Kunststoff-, Holz- oder Holz-Alufenster


Fensterwahl beim Neubau

Fensterwahl beim Neubau

Fensterwahl beim Neubau

Fensterwahl beim Neubau

Fensterwahl beim Neubau

Fensterwahl beim Neubau

Da die Fenster hinsichtlich des Energieverbrauchs eine elementare Rolle spielen, ist der Auswahl im Rahmen eines Neubaus große Aufmerksamkeit zu widmen. Auch bei Lärm- und Einbruchschutz übernehmen Fenster eine wichtige Funktion. Erschwert wird die Entscheidung für das ideale Fenstersystem von den verschiedenen Materialien, die von individuellen Eigenschaften geprägt sind. Lesen Sie nachfolgend, was Sie über Holz-, Holz-Alu- und Kunststoff-Fenster wissen sollten.


Wärmedurchgangskoeffizient (U-Wert)

Der U-Wert informiert über den Energieverlust eines Fensters und ist eines der wichtigsten Kaufkriterien. Je niedriger dieser Wert, desto besser für die Haushaltskasse. Zur Orientierung: Während Fenster mit Einfachverglasung früher hohe Energieverluste verursachten und einen U-Wert von circa 5,0 W/m²K mit sich brachten, schaffen es innovative Wärmeschutzfenster heute auf unter 1,0 W/m²K. Einige Modelle weisen sogar weniger als 0,6 W/m²K auf. Diese Niedrigwerte sind angesichts der Vorschriften, die mit der Energieeinsparverordnung einhergehen notwendig.

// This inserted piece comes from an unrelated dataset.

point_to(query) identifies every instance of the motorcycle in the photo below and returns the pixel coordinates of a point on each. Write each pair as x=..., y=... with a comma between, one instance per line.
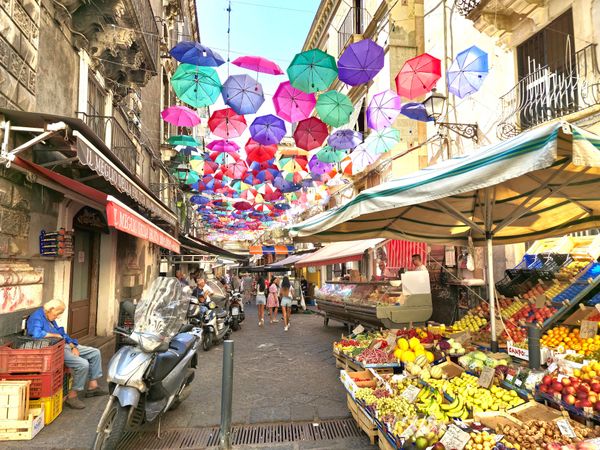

Sicherheit: Der Einbruchschutz

Schlecht gesicherte Fenster lassen sich mit einfachsten Werkzeugen in wenigen Augenblicken aufhebeln. Bei Neubauten ist es zum Schutz vor Unbefugten daher sinnvoll in verstärkte Fensterlösungen zu investieren. Nicht nur die punktuelle Verankerung der Rahmen mit dem Mauerwerk ist ein Muss. Vielmehr gilt es den Einbruchschutz über Elemente wie Pilzkopfzapfen, einbruchhemmende Verglasungen und Zusatzsicherungen zu maximieren. Bei der Auswahl geeigneter Fenster ist die Widerstandsklasse ausschlaggebend. Die Widerstandsklassen zwischen 1 und 7 geben Auskunft darüber, wie widerstandsfähig ein Fenster gegenüber gewaltvollen Eindringens ist. Während Widerstandsklasse 1 einen mäßigen Einbruchschutz gewährt, sind Fenster mit Widerstandsklasse 7 als sehr sicher einzustufen. Dennoch sind für den privaten Einsatzbereich Fenster mit Widerstandsklasse 1 bis 3 ausreichend.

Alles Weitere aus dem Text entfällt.